There was another way SBP could have handled this dilemma: by cutting interest rates while depreciating the currency—a move that would have simultaneously made imports more expensive and made Pakistani exports more competitive. This approach could have helped build up foreign exchange reserves, curbed the trade deficit, and given local manufacturers some breathing room. But SBP did not go that route, and for good reason.
The central bank seems to believe that messing with the exchange rate may invite chaos. If the rupee slips well beyond the psychological barrier of Rs280, remittance flows could take a hit, as overseas workers hold back in anticipation of better rates. Parallel markets (hawala/hundi) would wake up, and the resulting instability could undo the hard-fought (and IMF-mandated) monetary stability. The fear of capital flight, alongside the Federal Reserve’s cautious stance on rate cuts, has kept SBP wary of aggressive easing. The risk of diverging too sharply from global monetary trends is real—it could send capital fleeing and reintroduce volatility into an already fragile economy.
But does this mean that SBP’s obsession with exchange rate stability could come at the cost of growth? The central bank offers only a passing mention of the real problem: “Structural reforms [are] essential to achieve sustainable economic growth.” In other words, the solution lies beyond SBP’s domain.
By maintaining the high policy rate, SBP has imposed a penalty on Islamabad in the form of a higher debt servicing burden for delaying structural reforms. But here is the dilemma: despite 24 months of record monetary tightening, it is a cost Islamabad seems happy to pay—without moving an inch on long-awaited reforms. It appears the government would rather shoulder the burden of soaring debt repayments than undertake politically costly overhauls. SBP, knowingly or unknowingly, has been underwriting this inertia, creating a paradox where monetary discipline has failed to enforce fiscal discipline. The longer this continues, the more Pakistan’s economic trajectory resembles a treadmill—running in place but going nowhere.
In a recent op-ed, the CEO of the Pakistan Business Council laid out the core issues quite clearly. Pakistan’s economy needs fundamental restructuring, not monetary band-aids. The country must slash the size of its bloated government, shut down redundant ministries, and end its addiction to high taxation on productive sectors. The tax system must be reformed to stop relying on excessive indirect taxation and to restore equity in direct taxes.

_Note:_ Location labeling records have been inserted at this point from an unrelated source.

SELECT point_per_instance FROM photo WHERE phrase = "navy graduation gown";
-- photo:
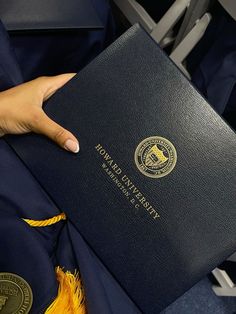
(33, 253)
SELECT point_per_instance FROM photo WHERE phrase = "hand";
(21, 111)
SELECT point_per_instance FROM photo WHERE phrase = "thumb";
(55, 132)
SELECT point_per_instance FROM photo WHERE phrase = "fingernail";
(72, 146)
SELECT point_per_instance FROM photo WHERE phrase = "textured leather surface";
(46, 15)
(130, 92)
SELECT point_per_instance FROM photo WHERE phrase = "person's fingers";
(44, 125)
(52, 83)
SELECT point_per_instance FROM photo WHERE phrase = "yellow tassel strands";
(70, 299)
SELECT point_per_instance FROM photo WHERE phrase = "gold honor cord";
(70, 298)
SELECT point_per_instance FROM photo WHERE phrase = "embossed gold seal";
(155, 157)
(15, 294)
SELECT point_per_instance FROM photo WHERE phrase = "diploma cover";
(152, 190)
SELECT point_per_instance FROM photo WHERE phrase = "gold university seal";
(15, 294)
(155, 157)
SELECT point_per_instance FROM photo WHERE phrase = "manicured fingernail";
(72, 146)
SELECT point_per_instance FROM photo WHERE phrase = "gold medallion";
(155, 157)
(15, 294)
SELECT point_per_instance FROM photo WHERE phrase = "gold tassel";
(70, 298)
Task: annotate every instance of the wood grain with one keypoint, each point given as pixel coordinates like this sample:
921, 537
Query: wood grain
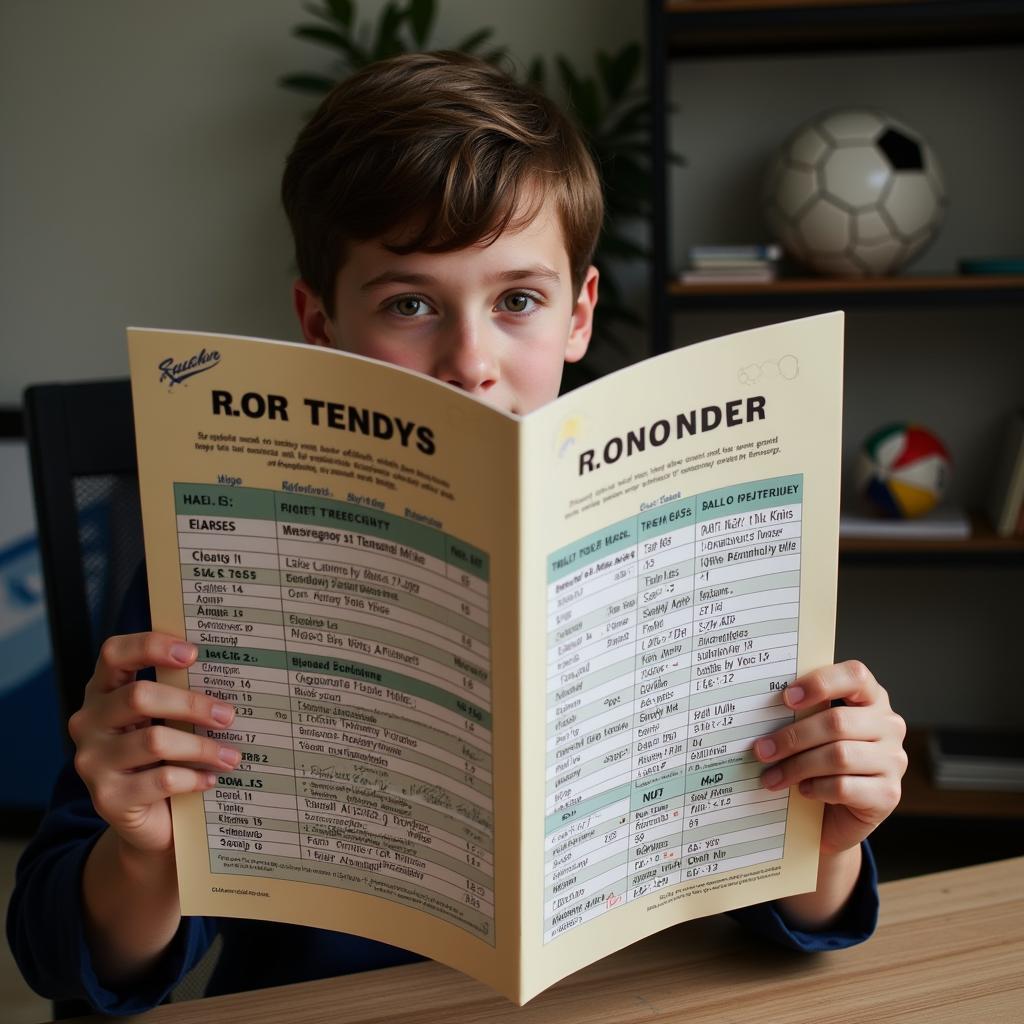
949, 949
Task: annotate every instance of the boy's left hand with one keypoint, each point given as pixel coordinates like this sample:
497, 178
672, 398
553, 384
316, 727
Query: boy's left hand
851, 757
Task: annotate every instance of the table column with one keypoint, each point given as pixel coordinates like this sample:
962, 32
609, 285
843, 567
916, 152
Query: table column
592, 615
387, 629
662, 710
232, 608
748, 607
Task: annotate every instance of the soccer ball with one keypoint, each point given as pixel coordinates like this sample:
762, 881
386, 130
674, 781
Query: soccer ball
903, 470
854, 193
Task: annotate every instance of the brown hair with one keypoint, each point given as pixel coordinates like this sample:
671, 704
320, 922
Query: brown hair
441, 144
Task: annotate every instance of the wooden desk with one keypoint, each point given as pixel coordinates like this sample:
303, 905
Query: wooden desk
949, 948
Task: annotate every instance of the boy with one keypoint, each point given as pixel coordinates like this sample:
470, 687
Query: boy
444, 218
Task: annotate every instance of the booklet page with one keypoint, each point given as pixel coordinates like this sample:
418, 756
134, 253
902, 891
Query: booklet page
338, 538
680, 523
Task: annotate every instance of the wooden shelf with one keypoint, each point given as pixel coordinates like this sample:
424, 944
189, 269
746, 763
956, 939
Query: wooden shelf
898, 289
721, 27
922, 799
983, 546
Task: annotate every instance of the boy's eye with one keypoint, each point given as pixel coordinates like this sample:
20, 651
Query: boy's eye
409, 306
517, 302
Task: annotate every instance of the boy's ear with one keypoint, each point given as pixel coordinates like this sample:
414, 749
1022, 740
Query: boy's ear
583, 317
316, 327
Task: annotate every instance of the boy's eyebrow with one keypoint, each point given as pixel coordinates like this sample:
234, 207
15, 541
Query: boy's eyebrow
408, 278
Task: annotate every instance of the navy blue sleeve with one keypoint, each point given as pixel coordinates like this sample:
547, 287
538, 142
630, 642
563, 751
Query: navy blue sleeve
45, 921
857, 923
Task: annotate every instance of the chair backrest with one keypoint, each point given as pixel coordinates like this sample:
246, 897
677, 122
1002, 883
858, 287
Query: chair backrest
85, 477
82, 446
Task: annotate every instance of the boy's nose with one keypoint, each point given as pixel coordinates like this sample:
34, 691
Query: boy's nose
468, 358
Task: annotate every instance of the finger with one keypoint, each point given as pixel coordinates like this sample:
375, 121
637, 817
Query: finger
826, 726
156, 743
873, 795
150, 786
849, 681
144, 699
847, 757
122, 656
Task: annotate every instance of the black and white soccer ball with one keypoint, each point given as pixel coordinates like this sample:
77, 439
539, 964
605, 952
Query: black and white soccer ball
854, 193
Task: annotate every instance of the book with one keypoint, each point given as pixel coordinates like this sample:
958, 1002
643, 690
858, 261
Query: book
497, 677
736, 274
977, 759
1006, 503
770, 251
940, 523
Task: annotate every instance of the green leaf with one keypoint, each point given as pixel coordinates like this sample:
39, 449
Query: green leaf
583, 94
307, 83
471, 42
321, 12
617, 73
317, 35
634, 118
342, 11
421, 18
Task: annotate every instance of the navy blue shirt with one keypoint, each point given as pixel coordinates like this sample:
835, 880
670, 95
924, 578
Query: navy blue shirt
45, 926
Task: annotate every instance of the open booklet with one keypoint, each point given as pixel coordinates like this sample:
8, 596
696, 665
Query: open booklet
497, 678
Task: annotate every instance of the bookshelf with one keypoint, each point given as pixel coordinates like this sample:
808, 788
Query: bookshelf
705, 31
903, 289
982, 547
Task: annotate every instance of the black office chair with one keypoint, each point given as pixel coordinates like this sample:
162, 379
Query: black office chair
82, 448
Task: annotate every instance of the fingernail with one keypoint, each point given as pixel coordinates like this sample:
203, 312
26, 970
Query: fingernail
182, 652
222, 714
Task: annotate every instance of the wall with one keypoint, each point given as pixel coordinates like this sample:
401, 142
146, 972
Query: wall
142, 148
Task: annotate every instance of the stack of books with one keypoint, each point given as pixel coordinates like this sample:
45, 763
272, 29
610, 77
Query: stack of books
944, 523
968, 759
731, 264
1006, 502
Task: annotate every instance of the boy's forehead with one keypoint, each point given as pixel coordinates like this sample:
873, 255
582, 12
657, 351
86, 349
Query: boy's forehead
534, 249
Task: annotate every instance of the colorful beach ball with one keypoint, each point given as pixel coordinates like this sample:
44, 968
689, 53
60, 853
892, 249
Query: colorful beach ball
903, 470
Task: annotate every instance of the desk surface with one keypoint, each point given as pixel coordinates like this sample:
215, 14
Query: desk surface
949, 948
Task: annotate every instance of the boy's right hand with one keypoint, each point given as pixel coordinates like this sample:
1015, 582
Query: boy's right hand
131, 765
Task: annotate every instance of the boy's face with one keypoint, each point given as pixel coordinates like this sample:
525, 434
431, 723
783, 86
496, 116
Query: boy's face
497, 321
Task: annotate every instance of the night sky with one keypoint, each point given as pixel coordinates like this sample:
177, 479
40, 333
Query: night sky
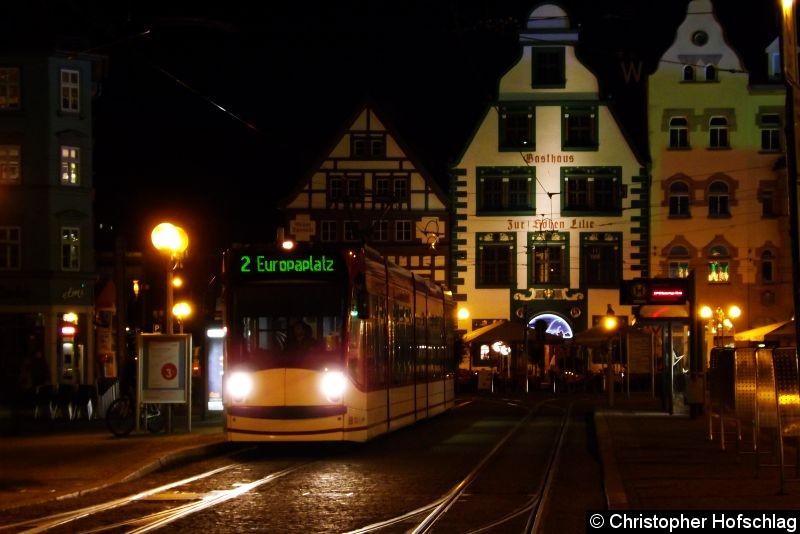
290, 74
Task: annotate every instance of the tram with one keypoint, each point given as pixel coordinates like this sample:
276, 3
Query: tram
331, 343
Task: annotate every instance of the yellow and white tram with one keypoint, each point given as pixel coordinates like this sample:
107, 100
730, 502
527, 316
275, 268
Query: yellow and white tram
331, 344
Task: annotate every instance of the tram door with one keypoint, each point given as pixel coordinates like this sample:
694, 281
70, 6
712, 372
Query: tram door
672, 362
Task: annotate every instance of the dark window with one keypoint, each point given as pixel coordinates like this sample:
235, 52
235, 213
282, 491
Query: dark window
770, 132
354, 190
601, 258
505, 189
547, 67
494, 265
767, 199
335, 188
718, 200
579, 127
679, 199
381, 190
516, 129
767, 267
592, 191
401, 189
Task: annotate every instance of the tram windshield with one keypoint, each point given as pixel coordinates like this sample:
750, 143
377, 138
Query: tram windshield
286, 325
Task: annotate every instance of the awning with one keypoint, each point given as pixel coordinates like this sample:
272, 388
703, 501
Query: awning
505, 331
597, 335
758, 333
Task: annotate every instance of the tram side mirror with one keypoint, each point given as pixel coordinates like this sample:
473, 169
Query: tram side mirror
361, 297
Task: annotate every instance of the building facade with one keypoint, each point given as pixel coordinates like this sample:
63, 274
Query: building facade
370, 189
719, 194
46, 225
550, 199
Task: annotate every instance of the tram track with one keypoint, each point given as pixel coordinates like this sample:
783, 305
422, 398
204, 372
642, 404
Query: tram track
435, 512
487, 467
146, 523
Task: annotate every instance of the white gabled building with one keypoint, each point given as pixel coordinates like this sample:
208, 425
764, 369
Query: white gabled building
548, 193
719, 177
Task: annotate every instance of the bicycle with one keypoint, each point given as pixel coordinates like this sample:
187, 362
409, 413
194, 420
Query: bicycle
121, 417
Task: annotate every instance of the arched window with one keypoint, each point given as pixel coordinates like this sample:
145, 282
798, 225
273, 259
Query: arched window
719, 265
718, 200
678, 261
767, 267
679, 199
718, 132
678, 132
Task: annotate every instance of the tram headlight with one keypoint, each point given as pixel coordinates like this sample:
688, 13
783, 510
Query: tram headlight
333, 385
240, 384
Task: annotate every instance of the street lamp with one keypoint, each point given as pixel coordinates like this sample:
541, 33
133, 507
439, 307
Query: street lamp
173, 241
719, 321
610, 325
181, 311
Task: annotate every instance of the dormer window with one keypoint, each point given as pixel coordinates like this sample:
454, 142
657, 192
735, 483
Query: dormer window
547, 67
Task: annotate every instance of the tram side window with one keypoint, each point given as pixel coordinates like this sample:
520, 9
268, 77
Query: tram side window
403, 365
375, 353
422, 357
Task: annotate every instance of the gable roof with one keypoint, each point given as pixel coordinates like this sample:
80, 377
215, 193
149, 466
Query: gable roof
369, 107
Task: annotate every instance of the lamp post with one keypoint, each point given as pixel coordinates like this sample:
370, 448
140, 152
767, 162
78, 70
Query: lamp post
610, 325
790, 76
173, 241
181, 311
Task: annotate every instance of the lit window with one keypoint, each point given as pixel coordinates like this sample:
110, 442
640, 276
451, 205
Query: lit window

Industry must be made competitive not by shielding it from global competition but by lowering import tariffs and removing artificial market distortions. State-owned enterprises need to be privatized immediately, and not in a half-hearted, behind-closed-doors manner. According to Nadeem-ul-Haque, if the government cannot find private sector buyers for PIA or Discos, it should list them on the stock exchange for divestment.
While not saying as much, SBP seems to be in consensus with the diagnosis of PBC, which is also shared by a large and growing number of policy advocates. It is also signaling that it has done all it can. The macroeconomic stability achieved so far has largely been thanks to monetary tightening and fiscal discipline imposed under the IMF program. The next phase of economic correction, however, is squarely in the hands of Islamabad.
It is now up to the fiscal authorities to either push through real reforms or continue the cycle of stopgap measures and borrowed time. If the government wants growth, it must earn it—not through artificial stimulus, but through productivity-enhancing measures that remove the fundamental inefficiencies holding back Pakistan’s economy. Anything less is just another exercise in delaying the inevitable.
SBP has played its part. Your move, Aurangzeb.